In 1916, US railroads were among the most important, powerful, and massive enterprises in world history. They had accumulated investments exceeding $21 billion. Their employment rolls totaled 1,700,000 workers. The entire system had been built and managed without the kind of resources modern enterprises take for granted, such as Federal Express, the Internet, NASDAQ, or Excel.
Industry leader Pennsylvania Railroad called itself “the standard railroad of the world.” It was to turn-of-the-century America what IBM was to the business world in the 60s and 70s, or what Microsoft is today – in fact, relatively speaking, the Pennsylvania was probably much more important in its day than either of those great computing companies.
From its founding in 1846, the Pennsylvania had competed with railroads from other coastal cities for the lucrative trade to the west. Industry pioneer Baltimore and Ohio reached out from its namesake city, while Vanderbilt’s New York Central empire had the best lines directly into New York, which was emerging as the most important port on the east coast. The Pennsylvania’s New York passengers and freight had to be ferried across the Hudson River from New Jersey in order to reach Manhattan, a severe competitive disadvantage in comparison with the Vanderbilt line.
After years of study, the Pennsylvania under President Alexander Cassatt in 1900 boldly decided to build tunnels under the Hudson and a giant new terminal in Manhattan. The project took until 1917 to complete.
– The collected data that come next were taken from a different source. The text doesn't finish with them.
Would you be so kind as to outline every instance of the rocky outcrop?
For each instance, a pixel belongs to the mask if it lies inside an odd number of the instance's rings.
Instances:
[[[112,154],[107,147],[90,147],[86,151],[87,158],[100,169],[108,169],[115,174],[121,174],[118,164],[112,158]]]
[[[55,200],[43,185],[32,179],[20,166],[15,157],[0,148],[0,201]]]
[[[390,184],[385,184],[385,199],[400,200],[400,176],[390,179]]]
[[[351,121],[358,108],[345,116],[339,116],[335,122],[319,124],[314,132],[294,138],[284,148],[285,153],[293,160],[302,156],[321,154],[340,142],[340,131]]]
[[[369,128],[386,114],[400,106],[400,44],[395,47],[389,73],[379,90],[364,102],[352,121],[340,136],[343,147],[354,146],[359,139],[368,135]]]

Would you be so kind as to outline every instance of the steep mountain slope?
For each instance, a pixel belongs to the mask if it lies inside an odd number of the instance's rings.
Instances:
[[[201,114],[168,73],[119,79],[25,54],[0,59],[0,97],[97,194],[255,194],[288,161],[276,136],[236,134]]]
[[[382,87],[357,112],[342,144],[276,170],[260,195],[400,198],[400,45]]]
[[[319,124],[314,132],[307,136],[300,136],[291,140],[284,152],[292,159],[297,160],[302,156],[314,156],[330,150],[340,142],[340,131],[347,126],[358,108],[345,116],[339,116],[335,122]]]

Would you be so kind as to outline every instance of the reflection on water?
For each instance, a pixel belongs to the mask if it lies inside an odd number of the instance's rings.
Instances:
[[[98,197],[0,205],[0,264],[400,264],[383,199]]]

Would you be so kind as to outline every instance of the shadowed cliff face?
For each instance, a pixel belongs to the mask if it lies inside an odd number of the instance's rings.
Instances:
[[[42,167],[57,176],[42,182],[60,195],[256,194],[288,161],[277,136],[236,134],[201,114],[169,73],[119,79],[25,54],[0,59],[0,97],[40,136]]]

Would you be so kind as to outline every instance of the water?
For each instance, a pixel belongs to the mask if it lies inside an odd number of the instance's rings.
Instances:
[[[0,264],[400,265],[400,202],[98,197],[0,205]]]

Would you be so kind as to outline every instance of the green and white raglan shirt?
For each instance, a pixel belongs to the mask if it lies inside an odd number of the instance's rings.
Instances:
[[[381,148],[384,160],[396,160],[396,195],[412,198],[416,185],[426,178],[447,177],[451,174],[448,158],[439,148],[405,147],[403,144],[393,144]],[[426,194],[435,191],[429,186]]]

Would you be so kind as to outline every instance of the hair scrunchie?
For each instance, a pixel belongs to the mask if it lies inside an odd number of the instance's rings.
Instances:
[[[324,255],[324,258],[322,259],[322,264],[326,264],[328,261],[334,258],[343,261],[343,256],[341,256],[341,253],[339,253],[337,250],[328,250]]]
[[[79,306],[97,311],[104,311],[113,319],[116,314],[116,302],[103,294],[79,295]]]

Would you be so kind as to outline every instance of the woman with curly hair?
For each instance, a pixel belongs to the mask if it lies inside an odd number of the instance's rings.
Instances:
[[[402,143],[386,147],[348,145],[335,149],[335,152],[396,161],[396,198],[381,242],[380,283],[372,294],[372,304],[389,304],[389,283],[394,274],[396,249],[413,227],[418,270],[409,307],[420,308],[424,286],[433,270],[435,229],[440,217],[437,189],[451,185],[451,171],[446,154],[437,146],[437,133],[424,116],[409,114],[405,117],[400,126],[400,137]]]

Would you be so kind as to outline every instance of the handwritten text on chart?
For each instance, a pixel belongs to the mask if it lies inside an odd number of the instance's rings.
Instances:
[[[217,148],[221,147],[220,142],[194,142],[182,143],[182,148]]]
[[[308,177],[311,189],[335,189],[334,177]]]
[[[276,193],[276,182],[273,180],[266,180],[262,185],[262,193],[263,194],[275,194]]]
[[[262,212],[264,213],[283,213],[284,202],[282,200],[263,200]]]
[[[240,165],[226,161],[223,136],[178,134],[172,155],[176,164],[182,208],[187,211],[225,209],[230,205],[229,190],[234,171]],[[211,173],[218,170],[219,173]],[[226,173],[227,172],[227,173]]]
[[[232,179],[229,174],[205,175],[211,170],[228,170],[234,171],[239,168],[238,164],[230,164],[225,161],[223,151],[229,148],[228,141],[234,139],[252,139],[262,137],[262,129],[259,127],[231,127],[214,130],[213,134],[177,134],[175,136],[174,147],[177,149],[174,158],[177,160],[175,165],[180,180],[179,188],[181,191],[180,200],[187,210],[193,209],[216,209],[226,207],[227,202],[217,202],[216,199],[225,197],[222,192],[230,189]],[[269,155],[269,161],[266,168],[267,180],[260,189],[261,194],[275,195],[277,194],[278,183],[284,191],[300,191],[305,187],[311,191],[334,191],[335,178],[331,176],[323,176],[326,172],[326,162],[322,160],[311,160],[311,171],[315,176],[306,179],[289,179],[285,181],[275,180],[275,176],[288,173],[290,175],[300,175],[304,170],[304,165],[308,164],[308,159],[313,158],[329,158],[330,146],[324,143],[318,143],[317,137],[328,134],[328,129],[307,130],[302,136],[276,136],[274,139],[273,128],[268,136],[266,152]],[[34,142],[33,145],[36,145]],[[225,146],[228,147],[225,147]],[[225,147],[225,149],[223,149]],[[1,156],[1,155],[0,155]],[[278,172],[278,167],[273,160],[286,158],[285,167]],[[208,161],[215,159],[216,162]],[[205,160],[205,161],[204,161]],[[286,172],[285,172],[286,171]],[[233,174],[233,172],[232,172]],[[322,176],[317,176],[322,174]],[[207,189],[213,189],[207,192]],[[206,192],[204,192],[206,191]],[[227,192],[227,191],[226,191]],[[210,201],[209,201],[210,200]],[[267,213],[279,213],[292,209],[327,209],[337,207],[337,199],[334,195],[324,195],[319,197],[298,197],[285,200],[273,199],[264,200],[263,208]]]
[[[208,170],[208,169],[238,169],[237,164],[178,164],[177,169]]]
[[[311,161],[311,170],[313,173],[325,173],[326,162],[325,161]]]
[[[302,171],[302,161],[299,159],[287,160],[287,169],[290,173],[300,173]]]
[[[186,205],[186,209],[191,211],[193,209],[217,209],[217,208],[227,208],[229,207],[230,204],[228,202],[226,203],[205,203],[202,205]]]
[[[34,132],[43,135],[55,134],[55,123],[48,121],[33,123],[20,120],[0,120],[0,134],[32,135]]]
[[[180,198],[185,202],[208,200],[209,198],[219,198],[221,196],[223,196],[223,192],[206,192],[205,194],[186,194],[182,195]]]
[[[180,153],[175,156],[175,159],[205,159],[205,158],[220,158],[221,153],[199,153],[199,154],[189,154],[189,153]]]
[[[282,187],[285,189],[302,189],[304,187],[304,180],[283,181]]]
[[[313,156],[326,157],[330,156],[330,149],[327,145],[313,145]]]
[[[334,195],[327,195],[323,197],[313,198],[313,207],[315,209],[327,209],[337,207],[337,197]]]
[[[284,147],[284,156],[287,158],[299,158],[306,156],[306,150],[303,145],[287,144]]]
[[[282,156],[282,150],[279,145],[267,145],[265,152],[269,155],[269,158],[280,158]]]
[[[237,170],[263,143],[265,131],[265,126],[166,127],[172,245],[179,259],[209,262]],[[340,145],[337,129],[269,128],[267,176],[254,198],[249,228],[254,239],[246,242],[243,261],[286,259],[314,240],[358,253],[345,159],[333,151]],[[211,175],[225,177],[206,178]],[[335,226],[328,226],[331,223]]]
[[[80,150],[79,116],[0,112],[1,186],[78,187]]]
It cost the Pennsylvania $160 million, at the time the largest private investment in history. The Pennsylvania remained a blue chip until after World War II, and even after the late 60s demise of successor Penn Central, its New York real estate holdings remained valuable. Today the Norfolk Southern Railroad profitably operates much of its original route.
Despite the enormous importance of his leadership role as the head of one of America’s greatest enterprises, Cassatt today is far less famous than his impressionist painter sister, Mary Cassatt. And his grand neo-classic Pennsylvania Station was thoughtlessly demolished in 1963, perhaps our nation’s single greatest architectural loss. 
If you were Alexander Cassatt, would you have had the nerve to bet the company on the Hudson tunnels and Penn station?